Open water appeals to swimmers’ sense of adventure
In the pool, there’s speed and precision.
But in the ocean, there’s the calm and surprises of nature.
That’s one of the reasons people enjoy swimming in open water, islander Karen Ong said.
“I love this feeling of exploration,” Ong said. “Actually going somewhere, it’s amazing.”
Ong began swimming about five years ago and recently branched into open-water swimming, she said.
Although she was at first nervous about swimming in the ocean, it’s given her incredible experiences, she said.
“Depending on where you go, it can be really beautiful,” Ong said. “I’ve swam in Italy and I get to see fishes go by.”

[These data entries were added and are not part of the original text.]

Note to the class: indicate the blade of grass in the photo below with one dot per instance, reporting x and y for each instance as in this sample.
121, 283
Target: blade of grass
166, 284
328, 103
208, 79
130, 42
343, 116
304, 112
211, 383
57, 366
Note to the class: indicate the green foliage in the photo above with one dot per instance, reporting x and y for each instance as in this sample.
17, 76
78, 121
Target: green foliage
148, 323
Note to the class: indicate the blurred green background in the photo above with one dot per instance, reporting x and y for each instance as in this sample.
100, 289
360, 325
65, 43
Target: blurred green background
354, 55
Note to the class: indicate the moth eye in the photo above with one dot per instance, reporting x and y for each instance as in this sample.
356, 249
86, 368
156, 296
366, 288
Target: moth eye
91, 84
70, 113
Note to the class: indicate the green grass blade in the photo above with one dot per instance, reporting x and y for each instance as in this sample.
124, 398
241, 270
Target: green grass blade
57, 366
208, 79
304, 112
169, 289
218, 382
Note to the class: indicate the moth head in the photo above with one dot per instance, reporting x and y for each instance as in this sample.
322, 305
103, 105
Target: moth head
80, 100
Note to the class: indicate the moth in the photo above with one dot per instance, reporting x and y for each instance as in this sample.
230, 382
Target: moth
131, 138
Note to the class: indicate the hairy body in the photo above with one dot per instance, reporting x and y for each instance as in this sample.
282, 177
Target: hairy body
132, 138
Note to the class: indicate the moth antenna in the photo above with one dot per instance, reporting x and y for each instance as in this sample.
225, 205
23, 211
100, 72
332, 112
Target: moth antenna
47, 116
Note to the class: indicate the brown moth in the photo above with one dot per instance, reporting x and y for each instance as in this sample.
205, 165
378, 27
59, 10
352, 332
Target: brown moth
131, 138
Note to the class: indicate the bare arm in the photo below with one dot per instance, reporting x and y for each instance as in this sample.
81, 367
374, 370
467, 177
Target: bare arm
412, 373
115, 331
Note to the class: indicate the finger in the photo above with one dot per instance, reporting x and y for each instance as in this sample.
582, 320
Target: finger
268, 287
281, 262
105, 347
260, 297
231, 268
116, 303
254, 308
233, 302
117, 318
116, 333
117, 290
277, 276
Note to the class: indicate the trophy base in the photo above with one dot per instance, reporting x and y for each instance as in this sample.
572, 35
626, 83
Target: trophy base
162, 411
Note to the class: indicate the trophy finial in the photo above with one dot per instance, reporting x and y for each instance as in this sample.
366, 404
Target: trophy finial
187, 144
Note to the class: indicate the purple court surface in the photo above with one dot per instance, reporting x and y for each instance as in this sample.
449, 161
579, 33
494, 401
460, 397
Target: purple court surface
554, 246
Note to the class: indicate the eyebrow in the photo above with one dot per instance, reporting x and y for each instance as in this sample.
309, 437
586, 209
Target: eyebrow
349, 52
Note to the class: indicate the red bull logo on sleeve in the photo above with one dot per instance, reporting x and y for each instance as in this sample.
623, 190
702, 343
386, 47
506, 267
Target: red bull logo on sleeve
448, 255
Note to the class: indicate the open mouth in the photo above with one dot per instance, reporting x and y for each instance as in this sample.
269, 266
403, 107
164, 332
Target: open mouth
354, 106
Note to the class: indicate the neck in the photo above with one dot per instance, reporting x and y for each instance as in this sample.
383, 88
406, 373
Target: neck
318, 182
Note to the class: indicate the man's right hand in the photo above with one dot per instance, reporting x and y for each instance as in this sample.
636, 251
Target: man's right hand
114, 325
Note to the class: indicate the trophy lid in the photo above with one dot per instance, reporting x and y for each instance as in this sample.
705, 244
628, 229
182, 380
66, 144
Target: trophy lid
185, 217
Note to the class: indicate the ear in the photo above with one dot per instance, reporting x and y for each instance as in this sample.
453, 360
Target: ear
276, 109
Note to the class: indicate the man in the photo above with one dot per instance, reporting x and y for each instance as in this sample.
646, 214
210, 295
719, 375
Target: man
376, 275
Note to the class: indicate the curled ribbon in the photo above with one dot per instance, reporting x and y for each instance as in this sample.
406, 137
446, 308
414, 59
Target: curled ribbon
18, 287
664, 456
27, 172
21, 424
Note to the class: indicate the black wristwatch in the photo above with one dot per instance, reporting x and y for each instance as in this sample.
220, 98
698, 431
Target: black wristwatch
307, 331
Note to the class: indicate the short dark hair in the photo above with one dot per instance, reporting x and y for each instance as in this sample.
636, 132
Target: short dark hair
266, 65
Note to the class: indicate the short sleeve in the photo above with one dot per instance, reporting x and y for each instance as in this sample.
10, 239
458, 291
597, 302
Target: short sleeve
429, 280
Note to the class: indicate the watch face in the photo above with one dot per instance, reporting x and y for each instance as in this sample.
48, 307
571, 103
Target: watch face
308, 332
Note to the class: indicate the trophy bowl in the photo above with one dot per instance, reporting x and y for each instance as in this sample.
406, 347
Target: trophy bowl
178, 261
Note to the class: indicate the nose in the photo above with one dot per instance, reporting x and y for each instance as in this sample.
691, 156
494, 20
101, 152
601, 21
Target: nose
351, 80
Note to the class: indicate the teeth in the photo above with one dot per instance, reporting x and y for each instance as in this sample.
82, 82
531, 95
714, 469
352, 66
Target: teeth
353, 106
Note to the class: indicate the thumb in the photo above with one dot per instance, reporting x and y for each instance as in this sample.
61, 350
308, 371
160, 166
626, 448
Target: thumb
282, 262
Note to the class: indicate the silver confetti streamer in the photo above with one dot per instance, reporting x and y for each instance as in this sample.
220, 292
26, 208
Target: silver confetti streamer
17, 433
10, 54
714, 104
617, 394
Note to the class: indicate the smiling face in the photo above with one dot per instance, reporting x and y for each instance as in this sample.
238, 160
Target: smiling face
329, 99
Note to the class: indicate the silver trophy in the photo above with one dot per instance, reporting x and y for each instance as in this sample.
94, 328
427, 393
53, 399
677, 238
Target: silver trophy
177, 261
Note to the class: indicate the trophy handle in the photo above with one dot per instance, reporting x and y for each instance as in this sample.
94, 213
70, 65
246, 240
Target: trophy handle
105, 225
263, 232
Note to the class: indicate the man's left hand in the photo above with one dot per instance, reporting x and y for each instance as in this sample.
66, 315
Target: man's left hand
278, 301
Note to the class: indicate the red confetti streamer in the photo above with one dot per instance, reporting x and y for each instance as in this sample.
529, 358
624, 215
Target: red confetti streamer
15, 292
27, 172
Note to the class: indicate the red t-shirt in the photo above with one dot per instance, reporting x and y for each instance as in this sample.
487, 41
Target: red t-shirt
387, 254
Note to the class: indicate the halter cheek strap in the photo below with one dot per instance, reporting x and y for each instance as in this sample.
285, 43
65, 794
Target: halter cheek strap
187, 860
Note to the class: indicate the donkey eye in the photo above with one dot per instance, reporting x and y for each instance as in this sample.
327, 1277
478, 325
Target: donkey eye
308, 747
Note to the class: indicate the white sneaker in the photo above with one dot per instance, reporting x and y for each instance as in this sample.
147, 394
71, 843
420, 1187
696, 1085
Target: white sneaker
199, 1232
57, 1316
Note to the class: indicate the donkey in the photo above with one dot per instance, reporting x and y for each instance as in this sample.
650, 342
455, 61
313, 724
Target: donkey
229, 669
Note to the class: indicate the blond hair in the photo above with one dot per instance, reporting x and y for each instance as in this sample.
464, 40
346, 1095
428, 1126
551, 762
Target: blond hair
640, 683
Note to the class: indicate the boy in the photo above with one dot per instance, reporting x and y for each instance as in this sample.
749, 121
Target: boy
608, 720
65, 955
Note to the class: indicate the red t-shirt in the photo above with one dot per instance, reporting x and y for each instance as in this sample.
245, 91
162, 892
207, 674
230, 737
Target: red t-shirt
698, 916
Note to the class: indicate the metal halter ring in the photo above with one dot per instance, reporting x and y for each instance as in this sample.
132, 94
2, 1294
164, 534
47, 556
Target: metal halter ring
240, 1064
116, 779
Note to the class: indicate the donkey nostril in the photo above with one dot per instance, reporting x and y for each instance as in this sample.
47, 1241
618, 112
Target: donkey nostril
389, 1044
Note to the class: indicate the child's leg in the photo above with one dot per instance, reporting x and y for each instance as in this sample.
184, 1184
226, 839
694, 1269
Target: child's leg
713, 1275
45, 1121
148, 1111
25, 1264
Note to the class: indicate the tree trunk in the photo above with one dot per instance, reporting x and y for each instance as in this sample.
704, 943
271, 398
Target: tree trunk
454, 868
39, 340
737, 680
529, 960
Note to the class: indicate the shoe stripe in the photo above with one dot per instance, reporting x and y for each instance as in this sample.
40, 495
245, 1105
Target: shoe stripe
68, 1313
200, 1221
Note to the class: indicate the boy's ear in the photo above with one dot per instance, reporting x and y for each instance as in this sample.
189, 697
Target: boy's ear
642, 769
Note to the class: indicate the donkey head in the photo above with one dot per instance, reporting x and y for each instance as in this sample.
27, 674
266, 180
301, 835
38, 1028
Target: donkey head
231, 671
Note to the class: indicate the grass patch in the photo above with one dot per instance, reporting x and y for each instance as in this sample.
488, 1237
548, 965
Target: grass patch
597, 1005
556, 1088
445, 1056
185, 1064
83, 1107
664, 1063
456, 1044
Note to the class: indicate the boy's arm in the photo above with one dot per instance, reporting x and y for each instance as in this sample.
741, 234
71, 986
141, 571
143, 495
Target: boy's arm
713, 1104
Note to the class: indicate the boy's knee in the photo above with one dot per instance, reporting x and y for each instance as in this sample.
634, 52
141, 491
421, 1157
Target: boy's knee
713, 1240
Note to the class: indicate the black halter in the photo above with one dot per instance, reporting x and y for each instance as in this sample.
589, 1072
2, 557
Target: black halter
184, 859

Swimming in the open water also draws people because it’s peaceful and calm, Amie Hufton said.
“Any time you’re in saltwater, there is something that’s almost meditative,” Hufton said. “No distractions. It’s just you and nature.”
Hufton has been swimming in the open water for as long as she can remember and has developed a healthy respect for the challenges of open-water swimming, she said.
This summer will be her 19th working on the Galveston Island Beach Patrol. She also coordinates Texas A&M University at Galveston’s academic diving program, she said.
Hufton’s love of the ocean mirrors a growing interest for open-water swimming among athletic communities nationwide, she said.
Across the nation, triathlons have surged in popularity and given more people a reason to try open-water swimming, Hufton said.
These races usually include swimming legs in bays, lakes or rivers.
Triathlons became Heidi Walker’s window into swimming in the waters of Galveston, she said.
Without the pool, it’s easier for swimmers to go at their own pace, Walker said.
“You also feel like you’re getting somewhere, rather than seeing the same wall over and over again,” Walker said. “There is a great sense of achievement looking back to where you’ve swam from.”
The discipline is unique in that a swimmer is completely immersed in nature, she said.
That’s the big draw for Brandon McDermott, he said.
“There’s kind of an adventure feeling every time you go out there that you can’t really get in a pool,” McDermott said. “It’s like going out hiking in the woods.”
McDermott, who worked with beach patrol for 20 years, equates swimming in a pool to running on a treadmill, he said. Swimming in the ocean, however, is more like running on a trail, he said.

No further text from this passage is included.